Siam Bioscience
- Native name: สยามไบโอไซเอนซ์
- Company type: Private
- Industry: Biopharmaceutical; Pharmaceutical; Medical devices;
- Founded: 17 August 2009
- Founder: Bhumibol Adulyadej
- Key people: Apiporn Pasawat (CEO); Songpon Deechongkit (Managing director);
- Revenue: THB302 million (2020); THB158 million (2019);
- Owner: Vajiralongkorn
- Number of employees: 125 (2012)
- Subsidiaries: Inno Biocosmed
- Website: siambioscience.com

= Siam Bioscience =

Thai drug manufacturer

Siam Bioscience Company, Ltd. (สยามไบโอไซเอนซ์) is a Thai drug manufacturer, owned by King Vajiralongkorn.

In 2009, the project started with a partnership between CPB Equity, subsidiary of Crown Property Bureau in the reign of King Bhumibol Adulyadej, and a medical human resource and pharmaceutical technology supporter's Mahidol University. Investing around 2,000 million baht, the project proposes were bio-pharmaceutical product research and producing Thai drugs to reduce the dependence on imported drugs.

The first chair of the board and the key man driving the project was Sanoh Unakul, one of Siam Cement Group's directors.
Apiporn Pasawat, former managing director of SCG Chemical, and Songpon Deechongkit, have been CEO and managing director from the beginning.

In 2012, Thailand Board of Investment subsidized Siam Bioscience for 427.50 million baht.

==Business partnership==

===Cuba's Cimab===

In 2017, the company was in a 70/30 joint venture with Cuba's Abinis (Cimab) from Center of Molecular Immunology to produce and export licensed drugs. Abinis received special tax privileges such as a ten-year tax reduction with help from Thailand Board of Investment. The plant construction started in 2011 and completed in 2013, it is able to produce biopharmaceutical for anaemia treating and reducing side effects of chemo.

==Controversy==

===Lèse-majesté suit===

In January 2021, Thanathorn Juangroongruangkit was charged with lèse-majesté, a strict defamation law, after criticizing Prayut Chan-o-cha government mismanagement of COVID-19 vaccination by relying too much on AstraZeneca vaccine through Siam Bioscience, the Royal Thai Police charged him for publishing Jan 18 Facebook Live stream. Later, Puttipong Punnakanta filed the charge through Technology Crime Suppression Division and the court ordered taking the video down.

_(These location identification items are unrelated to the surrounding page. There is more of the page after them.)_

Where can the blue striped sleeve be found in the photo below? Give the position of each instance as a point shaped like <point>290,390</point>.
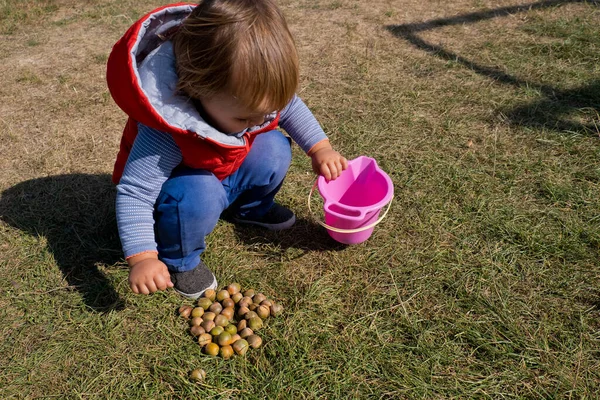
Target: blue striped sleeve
<point>153,157</point>
<point>301,124</point>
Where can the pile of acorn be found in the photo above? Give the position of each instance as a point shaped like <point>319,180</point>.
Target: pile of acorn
<point>225,322</point>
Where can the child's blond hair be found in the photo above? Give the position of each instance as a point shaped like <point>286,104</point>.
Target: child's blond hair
<point>242,47</point>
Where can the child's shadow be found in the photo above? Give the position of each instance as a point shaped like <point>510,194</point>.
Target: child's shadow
<point>75,213</point>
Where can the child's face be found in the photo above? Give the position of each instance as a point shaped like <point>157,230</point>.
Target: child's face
<point>228,115</point>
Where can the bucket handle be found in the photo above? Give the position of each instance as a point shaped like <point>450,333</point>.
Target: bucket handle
<point>338,230</point>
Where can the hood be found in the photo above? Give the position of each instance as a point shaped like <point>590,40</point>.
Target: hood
<point>142,77</point>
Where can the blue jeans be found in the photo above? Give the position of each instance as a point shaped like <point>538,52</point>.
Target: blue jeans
<point>192,200</point>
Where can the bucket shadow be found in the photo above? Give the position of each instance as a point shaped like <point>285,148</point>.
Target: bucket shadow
<point>304,235</point>
<point>75,213</point>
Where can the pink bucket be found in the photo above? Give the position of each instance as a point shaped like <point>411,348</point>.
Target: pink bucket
<point>353,202</point>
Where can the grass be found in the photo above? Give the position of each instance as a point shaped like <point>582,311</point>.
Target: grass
<point>482,281</point>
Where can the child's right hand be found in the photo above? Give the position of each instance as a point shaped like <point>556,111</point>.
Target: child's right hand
<point>147,274</point>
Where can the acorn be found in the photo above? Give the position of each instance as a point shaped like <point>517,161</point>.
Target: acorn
<point>255,323</point>
<point>209,316</point>
<point>208,325</point>
<point>205,303</point>
<point>231,329</point>
<point>216,307</point>
<point>210,294</point>
<point>240,346</point>
<point>228,303</point>
<point>216,331</point>
<point>197,312</point>
<point>244,333</point>
<point>197,330</point>
<point>204,339</point>
<point>222,294</point>
<point>242,311</point>
<point>250,314</point>
<point>258,298</point>
<point>224,338</point>
<point>263,312</point>
<point>221,320</point>
<point>245,301</point>
<point>228,312</point>
<point>234,288</point>
<point>276,309</point>
<point>236,297</point>
<point>212,349</point>
<point>185,311</point>
<point>242,324</point>
<point>254,341</point>
<point>226,352</point>
<point>198,375</point>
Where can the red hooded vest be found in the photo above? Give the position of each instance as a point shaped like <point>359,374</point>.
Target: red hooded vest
<point>125,87</point>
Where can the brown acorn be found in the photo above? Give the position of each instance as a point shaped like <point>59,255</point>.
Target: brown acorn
<point>211,349</point>
<point>210,294</point>
<point>242,311</point>
<point>233,288</point>
<point>250,314</point>
<point>209,316</point>
<point>216,307</point>
<point>221,320</point>
<point>224,338</point>
<point>204,339</point>
<point>208,325</point>
<point>197,312</point>
<point>244,302</point>
<point>228,312</point>
<point>236,297</point>
<point>254,341</point>
<point>222,294</point>
<point>197,330</point>
<point>263,312</point>
<point>205,303</point>
<point>228,303</point>
<point>258,298</point>
<point>226,352</point>
<point>240,347</point>
<point>255,323</point>
<point>185,311</point>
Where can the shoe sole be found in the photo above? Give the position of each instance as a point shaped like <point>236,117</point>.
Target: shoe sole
<point>272,227</point>
<point>194,296</point>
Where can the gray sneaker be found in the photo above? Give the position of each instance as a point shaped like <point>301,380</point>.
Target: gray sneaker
<point>192,284</point>
<point>276,219</point>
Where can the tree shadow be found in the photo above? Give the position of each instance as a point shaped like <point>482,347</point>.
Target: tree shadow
<point>549,112</point>
<point>75,213</point>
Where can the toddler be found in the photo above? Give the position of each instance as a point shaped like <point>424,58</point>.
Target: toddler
<point>205,87</point>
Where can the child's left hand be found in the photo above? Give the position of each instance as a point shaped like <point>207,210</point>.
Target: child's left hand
<point>326,161</point>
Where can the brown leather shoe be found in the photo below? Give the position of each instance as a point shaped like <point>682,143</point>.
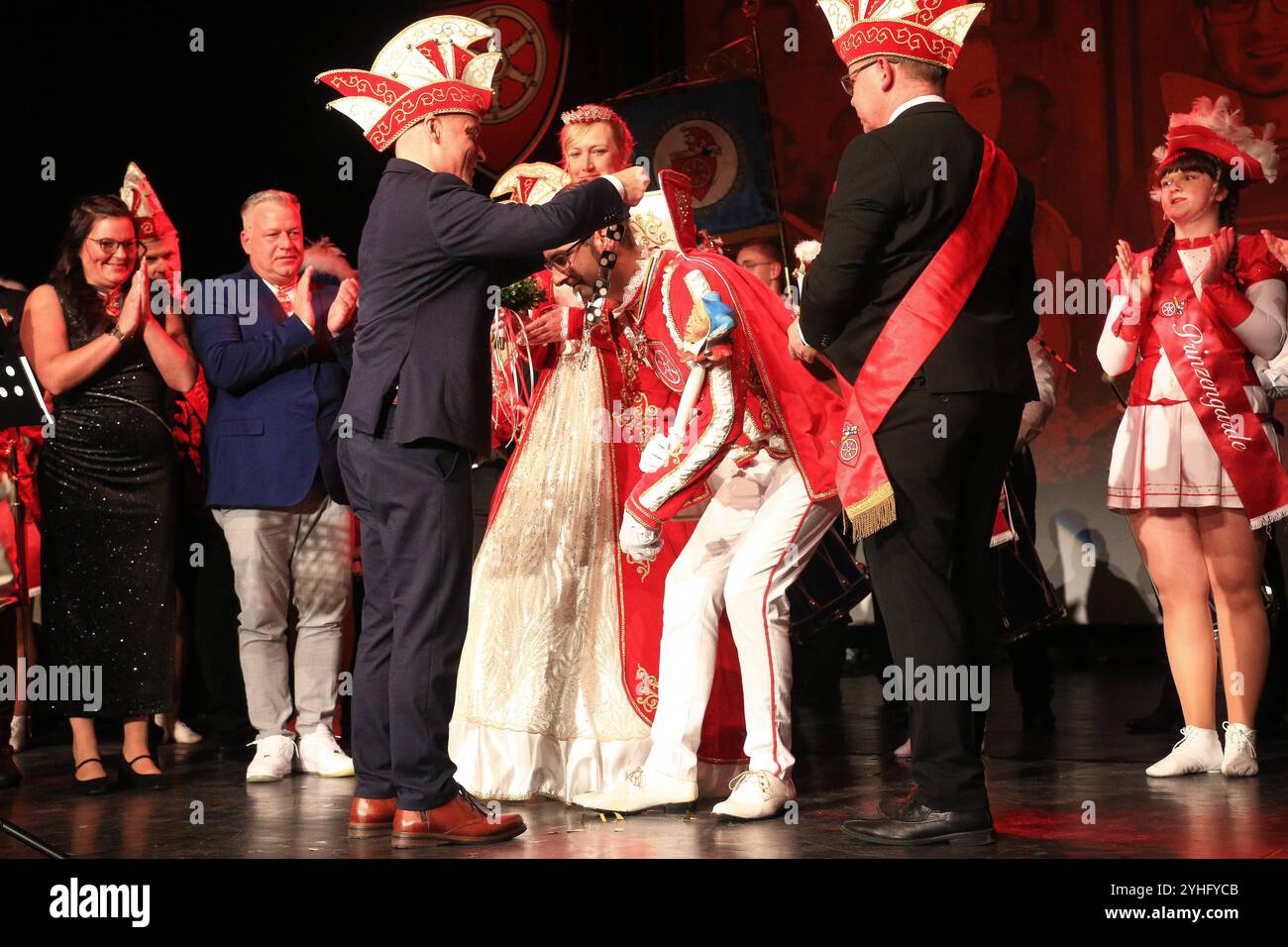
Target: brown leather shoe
<point>370,818</point>
<point>9,774</point>
<point>462,821</point>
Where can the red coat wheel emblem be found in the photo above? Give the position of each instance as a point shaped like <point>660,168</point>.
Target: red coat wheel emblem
<point>665,367</point>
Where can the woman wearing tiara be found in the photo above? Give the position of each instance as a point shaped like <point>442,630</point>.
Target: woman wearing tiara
<point>1196,464</point>
<point>558,678</point>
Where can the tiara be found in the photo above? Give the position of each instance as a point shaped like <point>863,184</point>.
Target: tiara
<point>587,115</point>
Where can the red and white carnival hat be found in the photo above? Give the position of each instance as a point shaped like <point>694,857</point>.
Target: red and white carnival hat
<point>150,218</point>
<point>532,183</point>
<point>425,69</point>
<point>927,30</point>
<point>664,218</point>
<point>1219,131</point>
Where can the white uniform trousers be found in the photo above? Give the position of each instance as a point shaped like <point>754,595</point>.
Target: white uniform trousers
<point>748,547</point>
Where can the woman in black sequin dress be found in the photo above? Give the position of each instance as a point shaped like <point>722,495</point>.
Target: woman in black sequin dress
<point>108,483</point>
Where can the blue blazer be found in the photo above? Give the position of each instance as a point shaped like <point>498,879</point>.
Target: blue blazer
<point>274,392</point>
<point>433,258</point>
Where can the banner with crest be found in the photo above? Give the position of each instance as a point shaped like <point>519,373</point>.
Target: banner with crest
<point>713,134</point>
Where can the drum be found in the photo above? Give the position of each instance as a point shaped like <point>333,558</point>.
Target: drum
<point>1024,594</point>
<point>832,582</point>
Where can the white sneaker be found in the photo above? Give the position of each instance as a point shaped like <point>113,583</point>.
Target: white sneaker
<point>1197,751</point>
<point>20,733</point>
<point>321,755</point>
<point>271,761</point>
<point>756,793</point>
<point>1240,750</point>
<point>642,789</point>
<point>175,731</point>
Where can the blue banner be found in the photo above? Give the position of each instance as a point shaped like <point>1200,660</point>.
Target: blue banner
<point>715,134</point>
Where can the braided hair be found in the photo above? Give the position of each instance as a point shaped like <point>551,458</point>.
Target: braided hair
<point>1202,162</point>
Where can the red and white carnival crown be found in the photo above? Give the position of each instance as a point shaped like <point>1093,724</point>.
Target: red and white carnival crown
<point>927,30</point>
<point>425,69</point>
<point>150,217</point>
<point>532,183</point>
<point>1219,131</point>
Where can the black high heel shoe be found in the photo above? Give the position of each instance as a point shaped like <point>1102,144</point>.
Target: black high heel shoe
<point>91,788</point>
<point>145,781</point>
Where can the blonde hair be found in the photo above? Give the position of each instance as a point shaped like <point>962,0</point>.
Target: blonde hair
<point>270,196</point>
<point>579,120</point>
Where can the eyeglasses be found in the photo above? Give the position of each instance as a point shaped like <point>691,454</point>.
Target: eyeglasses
<point>110,247</point>
<point>1237,11</point>
<point>848,81</point>
<point>559,262</point>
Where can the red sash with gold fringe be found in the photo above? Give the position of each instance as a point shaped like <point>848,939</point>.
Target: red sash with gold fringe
<point>911,334</point>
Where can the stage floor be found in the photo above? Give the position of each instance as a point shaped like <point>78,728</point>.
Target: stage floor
<point>1042,793</point>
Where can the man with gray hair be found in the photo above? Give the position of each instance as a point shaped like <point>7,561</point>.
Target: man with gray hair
<point>277,376</point>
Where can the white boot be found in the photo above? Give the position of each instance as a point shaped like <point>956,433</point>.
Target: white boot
<point>321,755</point>
<point>271,761</point>
<point>1197,751</point>
<point>642,789</point>
<point>1240,750</point>
<point>756,793</point>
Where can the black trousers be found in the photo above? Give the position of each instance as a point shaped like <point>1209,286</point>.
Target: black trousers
<point>8,659</point>
<point>213,688</point>
<point>945,457</point>
<point>415,506</point>
<point>1030,663</point>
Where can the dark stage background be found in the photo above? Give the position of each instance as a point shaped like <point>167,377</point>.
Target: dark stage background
<point>99,85</point>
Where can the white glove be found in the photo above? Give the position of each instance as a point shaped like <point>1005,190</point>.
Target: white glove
<point>656,454</point>
<point>639,541</point>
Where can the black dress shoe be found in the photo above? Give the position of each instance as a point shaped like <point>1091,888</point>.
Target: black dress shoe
<point>97,787</point>
<point>145,781</point>
<point>1038,723</point>
<point>915,823</point>
<point>9,775</point>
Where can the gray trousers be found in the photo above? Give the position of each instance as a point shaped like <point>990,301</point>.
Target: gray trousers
<point>281,556</point>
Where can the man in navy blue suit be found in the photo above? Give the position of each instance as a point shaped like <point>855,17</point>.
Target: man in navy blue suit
<point>434,256</point>
<point>277,376</point>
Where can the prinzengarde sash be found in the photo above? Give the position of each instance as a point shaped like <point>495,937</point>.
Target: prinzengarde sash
<point>1215,390</point>
<point>911,334</point>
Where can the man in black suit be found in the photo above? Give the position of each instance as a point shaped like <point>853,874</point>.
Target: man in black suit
<point>433,258</point>
<point>903,187</point>
<point>11,309</point>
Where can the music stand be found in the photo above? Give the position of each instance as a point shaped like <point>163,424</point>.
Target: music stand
<point>22,403</point>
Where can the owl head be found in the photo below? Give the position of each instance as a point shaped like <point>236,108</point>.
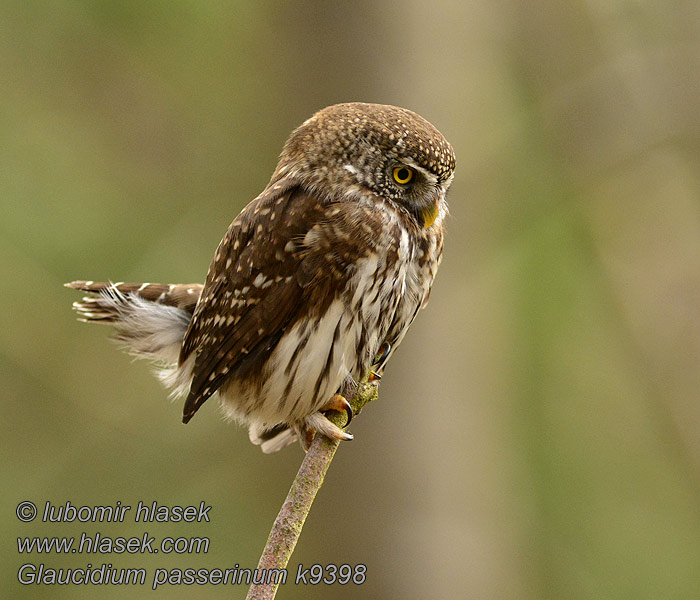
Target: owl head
<point>371,153</point>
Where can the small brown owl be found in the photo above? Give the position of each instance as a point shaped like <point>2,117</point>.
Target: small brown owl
<point>314,284</point>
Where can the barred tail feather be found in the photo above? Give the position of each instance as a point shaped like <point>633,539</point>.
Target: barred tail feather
<point>149,320</point>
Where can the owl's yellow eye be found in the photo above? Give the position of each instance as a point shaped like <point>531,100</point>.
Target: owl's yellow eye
<point>403,175</point>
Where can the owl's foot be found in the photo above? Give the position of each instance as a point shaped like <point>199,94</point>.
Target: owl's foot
<point>339,404</point>
<point>319,423</point>
<point>378,368</point>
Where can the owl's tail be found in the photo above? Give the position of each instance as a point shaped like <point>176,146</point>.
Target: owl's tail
<point>149,319</point>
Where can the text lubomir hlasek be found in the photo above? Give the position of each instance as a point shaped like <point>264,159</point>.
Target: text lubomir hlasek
<point>144,513</point>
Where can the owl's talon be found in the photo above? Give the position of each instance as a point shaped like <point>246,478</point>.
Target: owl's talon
<point>338,403</point>
<point>319,423</point>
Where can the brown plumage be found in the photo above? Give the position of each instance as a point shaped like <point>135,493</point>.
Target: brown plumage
<point>315,278</point>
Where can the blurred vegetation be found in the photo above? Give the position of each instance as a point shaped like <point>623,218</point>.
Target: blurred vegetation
<point>537,434</point>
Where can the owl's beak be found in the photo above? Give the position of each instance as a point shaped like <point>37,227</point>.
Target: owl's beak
<point>430,213</point>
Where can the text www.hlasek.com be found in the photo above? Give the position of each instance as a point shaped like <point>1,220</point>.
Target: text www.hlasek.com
<point>99,544</point>
<point>92,544</point>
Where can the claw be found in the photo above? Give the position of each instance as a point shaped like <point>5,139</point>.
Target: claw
<point>339,404</point>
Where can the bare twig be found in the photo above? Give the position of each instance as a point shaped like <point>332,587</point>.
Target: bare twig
<point>290,520</point>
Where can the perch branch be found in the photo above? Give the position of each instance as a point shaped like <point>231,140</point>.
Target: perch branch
<point>290,520</point>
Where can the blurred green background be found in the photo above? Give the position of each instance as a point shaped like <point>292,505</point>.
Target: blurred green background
<point>538,431</point>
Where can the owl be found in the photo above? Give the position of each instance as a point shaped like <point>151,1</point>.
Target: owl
<point>314,284</point>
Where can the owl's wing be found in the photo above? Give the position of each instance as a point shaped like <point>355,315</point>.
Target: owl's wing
<point>274,265</point>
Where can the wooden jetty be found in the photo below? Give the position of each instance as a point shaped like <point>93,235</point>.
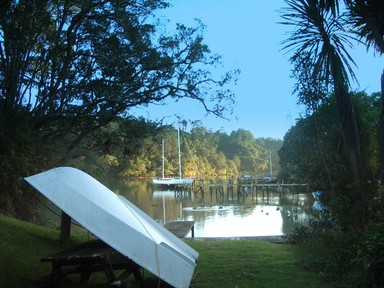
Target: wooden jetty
<point>242,187</point>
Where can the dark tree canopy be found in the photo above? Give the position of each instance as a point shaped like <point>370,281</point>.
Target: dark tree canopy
<point>78,64</point>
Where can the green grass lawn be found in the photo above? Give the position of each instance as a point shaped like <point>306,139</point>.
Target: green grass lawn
<point>223,263</point>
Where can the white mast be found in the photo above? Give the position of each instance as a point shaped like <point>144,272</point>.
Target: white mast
<point>178,145</point>
<point>162,153</point>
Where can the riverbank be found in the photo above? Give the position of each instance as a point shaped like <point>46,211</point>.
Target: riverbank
<point>242,263</point>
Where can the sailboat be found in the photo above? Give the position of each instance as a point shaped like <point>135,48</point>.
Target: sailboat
<point>172,181</point>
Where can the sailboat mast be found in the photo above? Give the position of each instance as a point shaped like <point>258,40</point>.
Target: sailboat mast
<point>178,145</point>
<point>162,154</point>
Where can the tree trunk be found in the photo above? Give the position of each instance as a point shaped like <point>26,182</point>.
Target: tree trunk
<point>65,229</point>
<point>381,146</point>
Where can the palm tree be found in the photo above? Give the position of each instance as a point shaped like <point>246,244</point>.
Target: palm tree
<point>319,31</point>
<point>367,18</point>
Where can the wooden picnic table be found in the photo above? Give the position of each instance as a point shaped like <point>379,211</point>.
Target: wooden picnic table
<point>89,257</point>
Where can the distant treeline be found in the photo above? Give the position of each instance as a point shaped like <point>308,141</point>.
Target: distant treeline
<point>133,148</point>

Later in August 2021, Thanathorn Juangroongruangkit faced two more lèse-majesté charges for the same act.

===Subsidy===
Aside from BOI subsidy earlier in 2012, in October 2020, Prayut Chan-o-cha led's government allocated 600 million baht budget to Siam Bioscience through the National Vaccine Institute to develop capacity to produce AstraZeneca vaccine. Thanathorn Juangroongruangkit criticized a transparency in the subsidy for for-profit company.